Die Kommissare nehmen die Ermittlungen wieder auf – und Lürsen plagen erneut die alten Schuldgefühle und Zweifel. Rückblende (mit alten Kostümen): Als die kleine Fiona Althoff 2005 verschwindet, gerät ihr Vater unter Mordverdacht. Er ist in der Nacht sturzbetrunken und kann sich an nichts erinnern. Lürsen setzt ihm im Verhörraum unter Druck. Kurz darauf erhängt er sich in seiner Zelle.

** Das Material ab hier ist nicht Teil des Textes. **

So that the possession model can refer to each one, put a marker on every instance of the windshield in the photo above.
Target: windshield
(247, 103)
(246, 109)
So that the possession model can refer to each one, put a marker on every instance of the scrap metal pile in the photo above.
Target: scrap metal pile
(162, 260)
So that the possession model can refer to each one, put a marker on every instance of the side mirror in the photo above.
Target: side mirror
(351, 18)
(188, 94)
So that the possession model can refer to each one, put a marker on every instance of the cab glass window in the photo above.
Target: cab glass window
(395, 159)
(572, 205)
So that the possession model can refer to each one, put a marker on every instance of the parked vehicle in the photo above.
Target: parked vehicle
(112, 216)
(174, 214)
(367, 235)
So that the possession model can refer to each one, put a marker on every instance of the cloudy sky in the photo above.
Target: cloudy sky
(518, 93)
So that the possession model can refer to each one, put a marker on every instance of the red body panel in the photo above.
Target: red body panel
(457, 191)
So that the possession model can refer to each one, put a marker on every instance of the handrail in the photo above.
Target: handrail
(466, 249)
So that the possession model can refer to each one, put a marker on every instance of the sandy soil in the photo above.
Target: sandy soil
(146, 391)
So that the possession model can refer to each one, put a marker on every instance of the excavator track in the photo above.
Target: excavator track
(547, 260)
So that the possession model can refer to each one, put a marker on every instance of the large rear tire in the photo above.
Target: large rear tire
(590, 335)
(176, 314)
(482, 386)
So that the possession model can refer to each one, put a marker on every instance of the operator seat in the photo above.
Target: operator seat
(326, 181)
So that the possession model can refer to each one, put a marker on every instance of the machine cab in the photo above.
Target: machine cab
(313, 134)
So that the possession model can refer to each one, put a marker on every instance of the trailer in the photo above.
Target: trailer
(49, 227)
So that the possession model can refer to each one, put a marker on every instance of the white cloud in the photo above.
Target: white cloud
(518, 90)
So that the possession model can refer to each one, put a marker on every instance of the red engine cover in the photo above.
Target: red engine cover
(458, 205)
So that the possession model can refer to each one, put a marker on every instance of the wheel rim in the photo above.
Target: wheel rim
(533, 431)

Zehn Jahre später klingelt eine junge Punkerin mit pinkem Haar, Nietenhalsband und Lederjacke bei Familie Althoff. Ein Gen-Test beweist: Es ist Fiona (Gro Swantje Kohlhof). Ihr Vater war also unschuldig.
 
Fionas Mutter, Silke Althoff (Gabriela Maria Schmeide) erhebt schwere Vorwürfe gegen die Ermittler. Auch die Medien und der Polizeipräsident haben einige Fragen: Haben die Kommissare damals beharrlich genug nach dem Mädchen gesucht? Und tragen sie eine Mitschuld am Selbstmord des Vaters? Für Inga Lürsen ist das schwer zu verkraften. Sorgenfalten graben sich tief in ihre Stirn. Trotzdem bleibt sie skeptisch, und schon bald kommen erste Ungereimtheiten auf.
 
Regisseur Florian Baxmeyer („Die Jagd nach dem Bernsteinzimmer“, 2012) inszeniert die Radio Bremen-Produktion als einen bis zum Ende spannenden Psycho-Thriller mit nur kleinen logischen Schwächen. Lange Zeit lässt er den Zuschauer im Ungewissen, ob Fiona die Wahrheit sagt und was sie wirklich plant. Ein verstörendes Ende löst alles auf und zeigt, welche Tragödien sich in scheinbar ganz normalen Familien abspielen können. Dabei geht Baxmeyer ganz nah an die Figuren heran und rückt ihre Gefühle in den Vordergrund.
 
Für den Bremer „Tatort“ ist das ein eher ungewöhnliches Format, denn oft behandelt er politische Themen wie die Weservertiefung, Flüchtlinge oder die Neonazi-Szene. So wird es auch in der nächsten Folge wieder sein, wie die zuständige Redaktionsleiterin Annette Strelow jetzt schon verrät. Diesmal soll es um Windkraft gehen. Voraussichtlich Anfang Juni wird die ARD „Gegenwind“ ausstrahlen.

[Irena Güttel/lf]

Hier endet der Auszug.